# Work in the Fitness Industry?



## lynchy (Aug 14, 2008)

Hello Everyone 

I was hoping someone could help me or provide me with information regarding employment in Singapore 

I'm from the UK & currently in the process of completing my Diploma in Fitness in Australia. Is it possible to find work in Singapore in the Fitness Industry as a Gym/Personal trainer - albeit with the right qualifications? 

Many thanks 

Lynchy


----------



## synthia (Apr 18, 2007)

Welcome to the forum! Start looking at the New Straits Times on-line version and checking job boards. It isn't enough that there are jobs, you have to be filling a job that can't be filled by a local person, either because you have special skills or because there is a shortage in your field.
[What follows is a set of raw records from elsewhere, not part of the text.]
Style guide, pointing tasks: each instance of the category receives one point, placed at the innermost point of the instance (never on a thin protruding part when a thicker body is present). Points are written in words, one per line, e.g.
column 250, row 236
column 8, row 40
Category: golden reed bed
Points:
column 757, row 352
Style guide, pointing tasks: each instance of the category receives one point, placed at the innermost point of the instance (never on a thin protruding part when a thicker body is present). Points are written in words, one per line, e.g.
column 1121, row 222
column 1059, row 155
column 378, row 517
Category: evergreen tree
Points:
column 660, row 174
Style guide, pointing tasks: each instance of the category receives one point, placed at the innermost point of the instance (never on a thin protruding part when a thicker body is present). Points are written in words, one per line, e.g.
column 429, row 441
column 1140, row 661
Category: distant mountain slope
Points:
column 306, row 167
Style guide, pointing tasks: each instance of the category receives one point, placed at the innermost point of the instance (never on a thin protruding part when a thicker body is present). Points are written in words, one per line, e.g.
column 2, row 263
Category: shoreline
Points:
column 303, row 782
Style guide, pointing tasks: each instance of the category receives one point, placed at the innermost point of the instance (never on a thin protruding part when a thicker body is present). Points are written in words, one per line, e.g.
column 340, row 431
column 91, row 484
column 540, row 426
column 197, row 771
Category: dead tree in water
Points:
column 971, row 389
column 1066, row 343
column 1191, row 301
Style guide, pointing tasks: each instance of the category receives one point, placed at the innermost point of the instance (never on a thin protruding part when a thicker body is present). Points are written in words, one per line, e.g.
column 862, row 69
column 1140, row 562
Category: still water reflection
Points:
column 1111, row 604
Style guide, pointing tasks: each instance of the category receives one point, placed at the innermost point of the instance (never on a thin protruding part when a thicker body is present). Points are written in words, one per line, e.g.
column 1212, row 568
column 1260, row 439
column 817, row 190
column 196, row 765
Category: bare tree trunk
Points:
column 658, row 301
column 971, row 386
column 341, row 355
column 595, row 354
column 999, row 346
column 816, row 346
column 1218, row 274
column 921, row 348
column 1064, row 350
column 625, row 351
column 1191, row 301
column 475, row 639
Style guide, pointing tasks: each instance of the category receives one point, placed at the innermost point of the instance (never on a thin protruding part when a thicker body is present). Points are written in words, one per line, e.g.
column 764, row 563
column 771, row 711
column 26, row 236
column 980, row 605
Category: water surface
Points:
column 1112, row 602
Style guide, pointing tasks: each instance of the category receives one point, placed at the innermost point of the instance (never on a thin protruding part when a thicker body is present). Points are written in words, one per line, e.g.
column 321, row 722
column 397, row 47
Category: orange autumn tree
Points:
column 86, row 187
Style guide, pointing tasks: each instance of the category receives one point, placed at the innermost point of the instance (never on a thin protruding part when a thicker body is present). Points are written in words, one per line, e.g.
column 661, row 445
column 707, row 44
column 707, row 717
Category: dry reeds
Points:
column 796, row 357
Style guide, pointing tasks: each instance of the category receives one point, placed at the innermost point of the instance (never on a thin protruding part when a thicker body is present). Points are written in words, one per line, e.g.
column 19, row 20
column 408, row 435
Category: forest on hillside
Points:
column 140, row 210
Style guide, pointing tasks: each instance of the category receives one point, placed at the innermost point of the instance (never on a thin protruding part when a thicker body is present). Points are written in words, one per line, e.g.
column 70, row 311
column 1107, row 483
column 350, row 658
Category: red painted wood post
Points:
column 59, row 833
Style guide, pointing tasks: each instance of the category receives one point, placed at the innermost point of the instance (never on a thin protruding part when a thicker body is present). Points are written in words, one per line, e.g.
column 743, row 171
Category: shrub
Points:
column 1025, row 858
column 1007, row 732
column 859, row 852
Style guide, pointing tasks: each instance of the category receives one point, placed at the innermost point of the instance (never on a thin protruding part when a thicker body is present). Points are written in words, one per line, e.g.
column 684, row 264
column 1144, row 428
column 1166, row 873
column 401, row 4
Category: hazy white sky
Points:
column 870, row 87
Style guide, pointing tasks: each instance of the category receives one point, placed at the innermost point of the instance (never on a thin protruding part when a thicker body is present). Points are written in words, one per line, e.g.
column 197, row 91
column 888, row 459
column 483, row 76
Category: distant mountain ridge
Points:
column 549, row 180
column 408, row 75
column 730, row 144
One thing you might try is contacting professional associations.


----------



## tangjo (Oct 7, 2008)

Hi

You could try some organisations cos they're looking for fitness prof. As a matter-of-fact, altho the right certifications play an important role, nevertheless, some org are willing to take in those who have different qualifications or almost similar. 

Amore (if you're a girl), or Slender Shapes. Or else try True Yoga which has taken over Planet Fitness. Just go to google or yahoo search and type in FITNESS JOBS IN SINGAPORE and you can see many there.

All the best!

Jo


----------



## anthonyjeremiel (Oct 13, 2008)

*Fitness Job in Singapore*

Hi Lynchy!

there are many fitness centers here in Singapore. You can try looking to send your resume to them. 

Planet Fitness
Fitness First
California Fitness
Amore

and plenty more. You can try looking for them on google. 

Cheers!



lynchy said:


> Hello Everyone
> 
> I was hoping someone could help me or provide me with information regarding employment in Singapore
> 
> ...


----------